Berdasarkan siaran pers dari Komite Rakyat untuk Demokrasi, rakyat Papua menyatakan sikap politik kepada pemerintah Republik Indonesia, Belanda, dan PBB untuk segera memberikan hak penentuan nasib sendiri sebagai solusi paling demokratis bagi bangsa West Papua, menolak Otsus Jilid II, membuka akses jurnalis seluas-luasnya di West Papua, menarik militer organik dan non-organik dari West Papua, menghentikan segala bentuk diskriminasi dan intimidasi terhadap mahasiswa West Papua di Indonesia, membebaskan tahanan politik West Papua tanpa syarat, dan banyak lagi.

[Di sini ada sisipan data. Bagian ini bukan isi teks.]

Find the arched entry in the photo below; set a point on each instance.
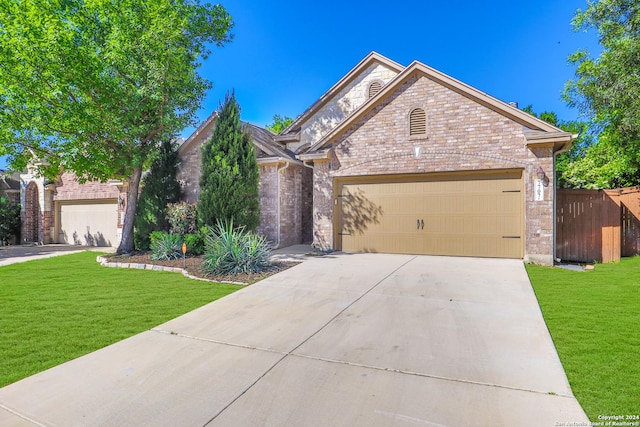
(32, 216)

Papuano Rump anggota Komite Rakyat Demokrasi menuturkan, bahwa aksi pada tanggal 19 Desember 2020 ini dilakukan untuk memperingati 59 tahun Trikora yang dikumandangkan oleh Presiden pertama Republik Indonesia.

Trikora tersebut berisi: Gagalkan pembentukan negara boneka Papua buatan Belanda, kibarkan sang merah putih di tanah Papua, dan mobilisasi besar-besaran di tanah Papua.

Ia menyatakan bahwa isi dari Trikora tersebut adalah tindakan ilegal karena rakyat Papua seharusnya dapat menentukan nasibnya sendiri. Dengan itu pun Papuano menilai, Soekarno telah mengumandangkan penjajahan di atas tanah Papua.

“Aksi ini ditujukan kepada masyarakat luas dan untuk membuka semua mata masyarakat umum bahwa, (dalam) sejarah Papua, Indonesia telah melakukan aneksasi terhadap Papua sejak tahun 1961 ketika Trikora dikumandangkan,” Tambah Papuano.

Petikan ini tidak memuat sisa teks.